The first image is of my limits shown in the general setting limits section, which claims I can do 500RPM’s for o1. (client is tier 3) – the second image shows the documentation which presents up to 5000RPM’s for o1.
I have a scenario where I may have to make bulk request to o1 to process some images at 1000’s of images per second, and I’m sure that will not be an issue as my clients tier automatically upgrades, but I guess I just need some clarity on which one it is that I need to reference to stay compliant with my clients current limits?
Am i goofy and missing something, or is there a mismatch here?
The source of truth is what is reported about your account and its models.
Not the documentation with every tier.
Which you can verify in the headers returned when making an API request to o1, looking like: "x-ratelimit-limit-requests": "500", "x-ratelimit-remaining-requests": "499",
The token per minute rate will also be a significant impediment at tier-3, since reasoning used on the smallest of input consumes about 1000 tokens.
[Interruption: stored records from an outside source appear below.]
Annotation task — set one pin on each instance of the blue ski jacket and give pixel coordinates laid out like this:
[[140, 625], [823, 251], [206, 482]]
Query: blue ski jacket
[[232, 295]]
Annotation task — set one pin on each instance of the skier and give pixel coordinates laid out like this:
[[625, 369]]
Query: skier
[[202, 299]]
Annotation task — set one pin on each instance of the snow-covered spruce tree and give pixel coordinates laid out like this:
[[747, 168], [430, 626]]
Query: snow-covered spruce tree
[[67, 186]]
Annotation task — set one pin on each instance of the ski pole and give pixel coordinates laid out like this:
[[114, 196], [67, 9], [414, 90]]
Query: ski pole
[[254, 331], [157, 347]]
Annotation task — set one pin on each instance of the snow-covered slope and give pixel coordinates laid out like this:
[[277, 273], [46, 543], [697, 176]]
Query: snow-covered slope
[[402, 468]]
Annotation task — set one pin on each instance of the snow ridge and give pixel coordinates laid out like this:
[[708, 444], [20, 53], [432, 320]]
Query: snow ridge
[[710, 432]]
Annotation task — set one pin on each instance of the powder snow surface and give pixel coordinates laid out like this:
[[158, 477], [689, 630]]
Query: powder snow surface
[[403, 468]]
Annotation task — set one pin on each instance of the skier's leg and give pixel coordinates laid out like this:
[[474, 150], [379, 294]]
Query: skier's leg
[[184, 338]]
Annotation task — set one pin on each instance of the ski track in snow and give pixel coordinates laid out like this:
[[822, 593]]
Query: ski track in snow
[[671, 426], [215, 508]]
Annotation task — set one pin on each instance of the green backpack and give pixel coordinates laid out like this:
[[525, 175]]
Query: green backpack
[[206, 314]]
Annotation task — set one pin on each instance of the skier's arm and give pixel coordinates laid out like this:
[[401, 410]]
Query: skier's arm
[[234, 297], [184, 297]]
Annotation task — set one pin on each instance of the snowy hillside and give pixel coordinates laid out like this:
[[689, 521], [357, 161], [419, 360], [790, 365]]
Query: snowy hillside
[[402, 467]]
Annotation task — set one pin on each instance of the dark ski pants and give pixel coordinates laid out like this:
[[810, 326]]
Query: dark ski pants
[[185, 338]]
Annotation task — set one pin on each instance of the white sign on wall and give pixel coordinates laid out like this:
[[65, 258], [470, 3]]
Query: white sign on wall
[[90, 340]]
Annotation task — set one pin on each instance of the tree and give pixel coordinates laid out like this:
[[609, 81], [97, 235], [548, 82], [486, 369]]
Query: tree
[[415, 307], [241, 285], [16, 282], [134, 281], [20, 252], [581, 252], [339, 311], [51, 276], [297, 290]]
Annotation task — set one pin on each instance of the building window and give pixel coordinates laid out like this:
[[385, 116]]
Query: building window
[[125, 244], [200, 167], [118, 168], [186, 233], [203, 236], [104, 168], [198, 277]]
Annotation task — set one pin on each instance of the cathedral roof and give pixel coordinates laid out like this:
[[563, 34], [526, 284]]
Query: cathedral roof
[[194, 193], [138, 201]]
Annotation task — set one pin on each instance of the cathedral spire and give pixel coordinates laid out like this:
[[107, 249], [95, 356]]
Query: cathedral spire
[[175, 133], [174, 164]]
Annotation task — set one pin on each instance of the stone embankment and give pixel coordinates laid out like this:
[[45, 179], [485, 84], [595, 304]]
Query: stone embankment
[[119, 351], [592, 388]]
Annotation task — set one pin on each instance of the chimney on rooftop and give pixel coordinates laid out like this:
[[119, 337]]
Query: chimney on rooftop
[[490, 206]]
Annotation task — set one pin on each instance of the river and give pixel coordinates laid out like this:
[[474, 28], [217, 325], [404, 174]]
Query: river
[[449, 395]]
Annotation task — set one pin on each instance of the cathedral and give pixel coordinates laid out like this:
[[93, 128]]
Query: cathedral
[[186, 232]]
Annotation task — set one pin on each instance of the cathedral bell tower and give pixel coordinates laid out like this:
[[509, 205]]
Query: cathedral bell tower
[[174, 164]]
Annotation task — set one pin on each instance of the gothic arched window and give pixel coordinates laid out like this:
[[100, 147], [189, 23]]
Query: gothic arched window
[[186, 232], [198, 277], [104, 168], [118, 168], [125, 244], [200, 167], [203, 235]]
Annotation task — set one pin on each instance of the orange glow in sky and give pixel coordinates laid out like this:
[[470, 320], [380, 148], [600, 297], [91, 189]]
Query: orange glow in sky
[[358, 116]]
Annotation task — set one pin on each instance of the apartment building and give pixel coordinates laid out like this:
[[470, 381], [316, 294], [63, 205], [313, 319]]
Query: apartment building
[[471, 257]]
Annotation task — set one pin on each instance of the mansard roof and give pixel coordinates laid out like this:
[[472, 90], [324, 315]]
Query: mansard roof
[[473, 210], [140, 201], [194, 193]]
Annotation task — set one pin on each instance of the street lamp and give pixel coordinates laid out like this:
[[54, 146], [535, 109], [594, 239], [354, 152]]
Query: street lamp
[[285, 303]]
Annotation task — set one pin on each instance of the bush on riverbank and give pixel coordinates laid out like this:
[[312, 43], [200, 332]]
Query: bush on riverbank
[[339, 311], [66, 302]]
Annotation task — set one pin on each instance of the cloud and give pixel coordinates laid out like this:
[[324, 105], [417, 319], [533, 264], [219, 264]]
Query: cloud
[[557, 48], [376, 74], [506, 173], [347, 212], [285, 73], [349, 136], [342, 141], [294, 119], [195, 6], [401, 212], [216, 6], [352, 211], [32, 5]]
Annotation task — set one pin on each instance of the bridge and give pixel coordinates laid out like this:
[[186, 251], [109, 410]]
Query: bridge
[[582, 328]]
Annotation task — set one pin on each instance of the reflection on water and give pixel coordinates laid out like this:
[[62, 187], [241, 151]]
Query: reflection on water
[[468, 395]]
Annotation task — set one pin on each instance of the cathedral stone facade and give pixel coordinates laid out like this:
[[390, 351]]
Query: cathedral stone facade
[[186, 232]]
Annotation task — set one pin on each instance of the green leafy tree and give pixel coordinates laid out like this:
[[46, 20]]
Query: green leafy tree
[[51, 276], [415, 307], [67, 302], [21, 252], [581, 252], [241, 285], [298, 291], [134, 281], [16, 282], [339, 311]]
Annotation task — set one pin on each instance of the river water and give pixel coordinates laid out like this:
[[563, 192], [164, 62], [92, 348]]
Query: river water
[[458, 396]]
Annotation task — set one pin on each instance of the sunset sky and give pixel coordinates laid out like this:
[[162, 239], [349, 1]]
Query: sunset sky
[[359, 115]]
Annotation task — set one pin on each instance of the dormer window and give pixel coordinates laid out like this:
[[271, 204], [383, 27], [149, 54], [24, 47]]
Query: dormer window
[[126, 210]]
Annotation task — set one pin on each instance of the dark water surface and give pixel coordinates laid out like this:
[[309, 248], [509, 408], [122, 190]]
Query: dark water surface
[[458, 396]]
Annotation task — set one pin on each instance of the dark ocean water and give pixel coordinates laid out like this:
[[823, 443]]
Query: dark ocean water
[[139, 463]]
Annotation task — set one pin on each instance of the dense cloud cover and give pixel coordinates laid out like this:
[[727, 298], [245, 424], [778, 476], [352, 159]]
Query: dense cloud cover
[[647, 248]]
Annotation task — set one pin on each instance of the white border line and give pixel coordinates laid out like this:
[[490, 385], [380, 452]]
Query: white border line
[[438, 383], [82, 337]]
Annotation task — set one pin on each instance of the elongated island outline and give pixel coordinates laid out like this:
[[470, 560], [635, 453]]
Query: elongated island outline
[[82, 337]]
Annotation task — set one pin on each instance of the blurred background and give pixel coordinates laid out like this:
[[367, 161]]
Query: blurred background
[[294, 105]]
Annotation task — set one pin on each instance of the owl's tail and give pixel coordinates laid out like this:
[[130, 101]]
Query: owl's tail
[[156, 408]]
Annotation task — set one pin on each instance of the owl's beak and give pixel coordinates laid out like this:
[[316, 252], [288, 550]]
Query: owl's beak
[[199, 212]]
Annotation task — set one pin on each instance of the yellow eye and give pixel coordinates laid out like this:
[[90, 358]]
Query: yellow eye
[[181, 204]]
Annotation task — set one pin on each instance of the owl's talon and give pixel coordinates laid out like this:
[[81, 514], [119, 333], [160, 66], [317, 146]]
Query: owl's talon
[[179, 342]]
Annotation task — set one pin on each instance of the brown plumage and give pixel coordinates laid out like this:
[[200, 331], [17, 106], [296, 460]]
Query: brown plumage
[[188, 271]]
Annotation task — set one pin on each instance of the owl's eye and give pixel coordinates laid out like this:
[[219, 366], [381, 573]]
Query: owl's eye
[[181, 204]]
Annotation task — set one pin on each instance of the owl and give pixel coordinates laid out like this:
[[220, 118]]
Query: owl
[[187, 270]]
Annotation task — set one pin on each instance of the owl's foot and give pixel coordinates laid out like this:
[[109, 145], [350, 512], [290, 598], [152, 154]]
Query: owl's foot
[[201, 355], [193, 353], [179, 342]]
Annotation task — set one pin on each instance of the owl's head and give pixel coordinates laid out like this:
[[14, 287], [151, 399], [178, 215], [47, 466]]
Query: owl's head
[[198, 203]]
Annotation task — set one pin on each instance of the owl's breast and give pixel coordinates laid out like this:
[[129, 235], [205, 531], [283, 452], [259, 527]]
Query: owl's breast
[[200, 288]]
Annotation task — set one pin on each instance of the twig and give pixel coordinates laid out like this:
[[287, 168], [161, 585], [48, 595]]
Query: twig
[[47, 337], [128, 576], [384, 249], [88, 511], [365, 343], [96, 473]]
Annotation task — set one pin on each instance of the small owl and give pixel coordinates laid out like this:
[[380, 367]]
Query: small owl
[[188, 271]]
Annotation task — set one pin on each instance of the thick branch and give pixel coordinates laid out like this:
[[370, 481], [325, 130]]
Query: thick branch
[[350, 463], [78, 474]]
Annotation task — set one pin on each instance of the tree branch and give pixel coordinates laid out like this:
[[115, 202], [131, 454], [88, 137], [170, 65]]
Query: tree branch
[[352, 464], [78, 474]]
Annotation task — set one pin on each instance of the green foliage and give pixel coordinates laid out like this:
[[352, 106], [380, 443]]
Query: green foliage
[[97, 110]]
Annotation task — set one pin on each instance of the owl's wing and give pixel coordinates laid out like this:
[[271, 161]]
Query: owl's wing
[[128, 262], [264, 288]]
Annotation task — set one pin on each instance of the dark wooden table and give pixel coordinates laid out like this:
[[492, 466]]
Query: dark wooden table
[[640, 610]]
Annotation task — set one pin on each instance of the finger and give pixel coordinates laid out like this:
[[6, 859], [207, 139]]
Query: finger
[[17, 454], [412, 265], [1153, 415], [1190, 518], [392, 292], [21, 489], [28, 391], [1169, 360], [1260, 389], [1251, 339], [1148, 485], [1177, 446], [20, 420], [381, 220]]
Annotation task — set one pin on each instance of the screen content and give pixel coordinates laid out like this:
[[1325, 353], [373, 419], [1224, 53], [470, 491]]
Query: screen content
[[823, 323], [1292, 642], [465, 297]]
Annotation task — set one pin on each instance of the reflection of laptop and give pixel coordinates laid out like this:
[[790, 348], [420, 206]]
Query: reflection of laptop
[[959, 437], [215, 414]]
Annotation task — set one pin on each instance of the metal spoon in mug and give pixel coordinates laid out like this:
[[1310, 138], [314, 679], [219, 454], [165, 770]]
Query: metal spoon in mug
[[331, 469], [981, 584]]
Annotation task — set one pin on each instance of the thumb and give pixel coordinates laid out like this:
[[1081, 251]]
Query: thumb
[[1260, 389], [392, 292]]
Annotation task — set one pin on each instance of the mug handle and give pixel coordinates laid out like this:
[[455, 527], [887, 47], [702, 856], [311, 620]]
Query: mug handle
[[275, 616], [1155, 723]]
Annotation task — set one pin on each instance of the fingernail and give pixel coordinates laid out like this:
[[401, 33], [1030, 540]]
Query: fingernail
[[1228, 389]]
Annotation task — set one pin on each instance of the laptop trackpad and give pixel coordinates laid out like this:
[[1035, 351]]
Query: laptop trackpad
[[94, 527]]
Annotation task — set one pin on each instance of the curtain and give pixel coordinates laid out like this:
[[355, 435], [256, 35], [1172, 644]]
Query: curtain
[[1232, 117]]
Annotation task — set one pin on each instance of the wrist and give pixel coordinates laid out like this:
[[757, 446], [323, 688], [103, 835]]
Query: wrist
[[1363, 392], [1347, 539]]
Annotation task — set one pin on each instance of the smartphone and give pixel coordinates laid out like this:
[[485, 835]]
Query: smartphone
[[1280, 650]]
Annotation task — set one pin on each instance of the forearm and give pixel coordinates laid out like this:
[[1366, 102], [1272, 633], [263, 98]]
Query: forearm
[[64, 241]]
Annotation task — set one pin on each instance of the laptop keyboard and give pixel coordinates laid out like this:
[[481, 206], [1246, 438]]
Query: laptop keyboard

The part where I said “the source of truth is…not the documentation”.
Tier 5 indeed maxes out at 1000 TPM. O1 is not even widely deployed to all API users, so the rate limit for those who do have access seems understandable. The only thing odd is the comparison to o1-preview, with access to all at 10x higher limits, just doesn’t make sense.
Yes, I wanted to post a similar finding earlier but the 10,000 RPM for Tier 4 threw me off.
If you are not in a big hurry it’s an option to wait for the reply to @PaulBellow 's inquiry and find out if the numbers for Tier 3 and 5 or Tier 4 are off.
Otherwise you can look into the Batch API or back-off methods also detailed in the documentation.
Got it - so you’re saying that the documentation is unreliable and to ignore it completely and only rely on the limits returned in the headers for my tier?
I would just like to know what to expect for the different tiers so i know how to position my methods for sending over my api requests.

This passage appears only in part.